A aposentadoria deixou de representar, para uma parcela crescente dos brasileiros, o fim da vida profissional. Entre pessoas de 65 a 74 anos, o empreendedorismo começa a ganhar um novo significado: em vez de abrir um negócio apenas para complementar a renda, muitos estão aproveitando a experiência acumulada ao longo da carreira para identificar oportunidades e continuar economicamente ativos.
Dados inéditos de 2025 do Global Entrepreneurship Monitor (GEM) mostram que quase 63% dos empreendedores brasileiros nessa faixa etária começaram seus negócios motivados por oportunidades de mercado. Outros 32,5% afirmaram ter empreendido por necessidade.
É a primeira vez que o GEM inclui especificamente o grupo de 65 a 74 anos em sua série histórica brasileira, iniciada em 2001. O levantamento é realizado no país pelo Sebrae em parceria com a Associação Nacional de Estudos de Empreendedorismo e Gestão de Pequenas Empresas (Anegepe).
Experiência vira combustível para novos negócios
O resultado indica uma mudança importante no perfil do empreendedorismo entre os brasileiros mais velhos. Para cada cerca de 190 empreendedores de 65 a 74 anos que abriram um negócio por oportunidade, aproximadamente 100 fizeram isso por necessidade.
O comportamento se aproxima do observado entre os mais jovens. Na população de 18 a 34 anos, também predomina a abertura de empresas motivada pela identificação de oportunidades. Entre os brasileiros de 35 a 54 anos, a tendência permanece, mas com menor intensidade: 52% afirmam ter começado um negócio depois de perceber uma possibilidade de mercado.

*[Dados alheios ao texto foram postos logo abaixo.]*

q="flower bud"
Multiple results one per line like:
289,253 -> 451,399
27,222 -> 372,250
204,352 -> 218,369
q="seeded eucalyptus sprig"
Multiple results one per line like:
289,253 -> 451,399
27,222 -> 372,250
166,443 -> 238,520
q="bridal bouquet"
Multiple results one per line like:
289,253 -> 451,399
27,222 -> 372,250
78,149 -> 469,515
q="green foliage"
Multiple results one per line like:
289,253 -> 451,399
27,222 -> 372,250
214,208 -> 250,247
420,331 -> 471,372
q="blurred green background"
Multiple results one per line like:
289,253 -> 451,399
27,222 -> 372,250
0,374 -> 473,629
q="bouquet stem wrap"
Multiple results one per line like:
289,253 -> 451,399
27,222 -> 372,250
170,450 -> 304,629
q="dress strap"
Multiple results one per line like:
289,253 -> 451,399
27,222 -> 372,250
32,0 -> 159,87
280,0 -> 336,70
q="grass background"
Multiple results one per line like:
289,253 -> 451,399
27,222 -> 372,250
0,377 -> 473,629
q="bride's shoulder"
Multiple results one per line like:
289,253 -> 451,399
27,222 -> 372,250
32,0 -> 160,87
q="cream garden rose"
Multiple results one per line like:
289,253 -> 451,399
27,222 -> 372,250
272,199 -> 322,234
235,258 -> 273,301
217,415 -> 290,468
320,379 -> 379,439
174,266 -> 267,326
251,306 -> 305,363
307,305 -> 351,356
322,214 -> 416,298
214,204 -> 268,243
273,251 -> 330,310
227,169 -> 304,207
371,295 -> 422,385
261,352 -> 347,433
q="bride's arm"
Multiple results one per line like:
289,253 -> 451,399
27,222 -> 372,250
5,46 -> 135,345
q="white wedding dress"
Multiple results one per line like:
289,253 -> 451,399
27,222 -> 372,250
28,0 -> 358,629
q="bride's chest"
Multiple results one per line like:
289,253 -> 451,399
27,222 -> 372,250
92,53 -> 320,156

A expansão do empreendedorismo entre os idosos acompanha uma transformação demográfica que já modifica o mercado de trabalho brasileiro.
O país caminha para se tornar, até 2030, o quinto do mundo com a maior população de pessoas com 60 anos ou mais. Ao mesmo tempo, a expectativa de vida ao nascer aumentou de 62,6 anos em 1980 para 76,4 anos em 2023, ampliando o período em que os brasileiros permanecem ativos.
Brasil já tem milhões de empreendedores 60+
Os números sobre a chamada economia prateada, formada pela população acima dos 60 anos, reforçam o tamanho desse movimento. O Brasil possui atualmente cerca de 4,5 milhões de empreendedores nessa faixa etária, segundo dados do Sebrae Nacional.
O contingente cresceu 58,6% na última década, mostrando que a abertura e a administração de negócios passaram a fazer parte da realidade de um número cada vez maior de pessoas que já chegaram à terceira idade.
O Sebrae mantém programas voltados ao empreendedorismo sênior para apoiar quem pretende transformar conhecimento e experiência profissional em novos negócios. Em 2025, o programa dedicado ao segmento atendeu 869 mil pessoas. Para 2026, a meta é alcançar 1 milhão de atendimentos.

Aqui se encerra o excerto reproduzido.